We have successfully applied these techniques to a number of problems [4] discusses the application of these ideas to the automated highway example, and [7], [37] discusses the application to the air traffic management system application. [5] discusses the application of the game theoretic methodology to flight management systems for UAVs and other single-agent systems. We are primarily interested in control problems where multiple requirements are imposed on the design. This is usually the case for most realistic systems. For example, when dealing with completely discrete systems the requirements usually considered are those of safety (typically encoded by requirements over the finite runs of the system) and liveness or fairness (typically encoded by requirements over the infinite runs). For conventional control problems, on the other hand, the requirements considered are usually safety (encoded by stability or constraints on the system trajectories) and efficiency (the requirement for small inputs or bounds on the speed of convergence). In such a multi-objective setting some of the requirements are usually assumed to be more important than others, either explicitly or implicitly. The priority is important from the point of view of controller synthesis however, as one would like to ensure that the higher priority specifications are not violated in favor of the low priority ones. This observation implicitly restricts the possible choices of the controllers that can be used to satisfy the lower priority specifications. Ideally one would like to be able to classify the controllers that guarantee the high priority specifications and attempt to optimize the system performance with respect to the lower priority ones within this class.

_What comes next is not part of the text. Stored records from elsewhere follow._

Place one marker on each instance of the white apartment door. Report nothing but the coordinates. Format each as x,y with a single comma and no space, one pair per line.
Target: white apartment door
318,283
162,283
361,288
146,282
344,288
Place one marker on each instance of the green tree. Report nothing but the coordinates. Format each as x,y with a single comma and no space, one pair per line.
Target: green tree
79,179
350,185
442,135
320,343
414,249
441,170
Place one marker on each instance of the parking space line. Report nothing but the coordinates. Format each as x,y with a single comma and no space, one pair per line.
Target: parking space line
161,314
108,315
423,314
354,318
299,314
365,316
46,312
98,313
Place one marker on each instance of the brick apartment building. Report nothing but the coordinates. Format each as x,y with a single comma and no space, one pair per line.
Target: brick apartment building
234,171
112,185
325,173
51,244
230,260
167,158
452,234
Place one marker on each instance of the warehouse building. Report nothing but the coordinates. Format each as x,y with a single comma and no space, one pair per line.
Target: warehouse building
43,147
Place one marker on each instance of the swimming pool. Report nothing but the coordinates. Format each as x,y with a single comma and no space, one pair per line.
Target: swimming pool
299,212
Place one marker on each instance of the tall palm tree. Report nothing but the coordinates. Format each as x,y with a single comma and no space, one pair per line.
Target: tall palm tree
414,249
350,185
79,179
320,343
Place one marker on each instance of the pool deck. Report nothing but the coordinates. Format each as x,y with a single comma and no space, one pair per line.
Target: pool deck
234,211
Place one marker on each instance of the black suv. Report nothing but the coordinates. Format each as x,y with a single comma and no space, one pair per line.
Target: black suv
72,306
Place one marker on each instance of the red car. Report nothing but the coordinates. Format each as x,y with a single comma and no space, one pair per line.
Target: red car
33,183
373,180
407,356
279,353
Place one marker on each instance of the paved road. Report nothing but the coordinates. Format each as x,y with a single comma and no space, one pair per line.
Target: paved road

Our research on the application of games and optimal-control ideas to hybrid design and verification will focus on efficient numerical algorithms, for the computation of safe sets, and synthesis procedures. In addition, currently extensive designer input is needed during the controller design, verification, or abstraction process. Thus, we will work on techniques for partially automating the process. Our approach is best suited to address questions of ``reachability'' (safety). Reachability problems can usually be cast as pursuit evasion problems in the gaming framework. Extensions to other important questions such as liveness and performance will also be addressed on this project. In addition, the ``deterministic'' synthesis tools discussed here sometimes give conservative results, because of their worst-case or minmax nature. In the research proposed in this project, we will discuss softening of these methods to ``probabilistic'' synthesis techniques.